When the ReplayTV records to MPEG on the drive it compresses the video. Then going from the TV to the video card over RCA will reduce quality again, and the video card will then recapture and recompress the video again. This is called generational loss.
Compression causes a loss in quality.
RCA cables cause a loss in quality.
The loss in quality from your ReplayTV to the TV screen isn't noticed because the TV has very poor resolution, and is very forgiving of on-screen artifacts. But it does add up. The more generational loss, the poorer the image even on a TV.
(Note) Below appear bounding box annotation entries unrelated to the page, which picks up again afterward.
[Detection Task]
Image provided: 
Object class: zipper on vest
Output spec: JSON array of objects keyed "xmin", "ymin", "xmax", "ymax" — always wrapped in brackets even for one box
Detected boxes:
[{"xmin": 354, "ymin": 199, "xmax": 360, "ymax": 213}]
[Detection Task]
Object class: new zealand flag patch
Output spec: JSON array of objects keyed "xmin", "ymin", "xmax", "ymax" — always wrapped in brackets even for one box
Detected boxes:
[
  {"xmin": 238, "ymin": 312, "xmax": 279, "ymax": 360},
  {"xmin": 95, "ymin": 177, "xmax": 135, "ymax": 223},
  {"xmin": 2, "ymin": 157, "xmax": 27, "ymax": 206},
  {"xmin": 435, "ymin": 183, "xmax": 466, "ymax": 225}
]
The only way to avoid the generational loss is to make the first generation MPEG be the one on your computer hard drive, and the only way to do that is to take the ReplayTV out of the equation. One easy way to do this would be to upgrade one of your systems with generic video to an ATI Radeon All-in-Wonder. This card has the same features as ReplayTV but for your computer. Just plug the cable TV into the video card and set the record time and quality.
If you really, really want to keep the ReplayTV, you could get a card like the Radeon 64MB VIVO (Video In, Video Out), or possibly one of the ASUS GeForce2/3 cards with video in. These cards would do exactly what you had described. They don't have tuners so you have to plug RCA into them. Then they can record to MPEG whatever is coming in. I know the ATI card can even be set to record at a certain time. It can't set the channel, but if you have a spare VCR that is connected you could pre-set the channel on that. The only loss with this setup will be from the RCA cables. However, with a ReplayTV the video will suffer from generational loss.
So what are you planning on doing with the MPEG files once you get them on the computer? Make a VCD perhaps? Those files get pretty big to just keep around.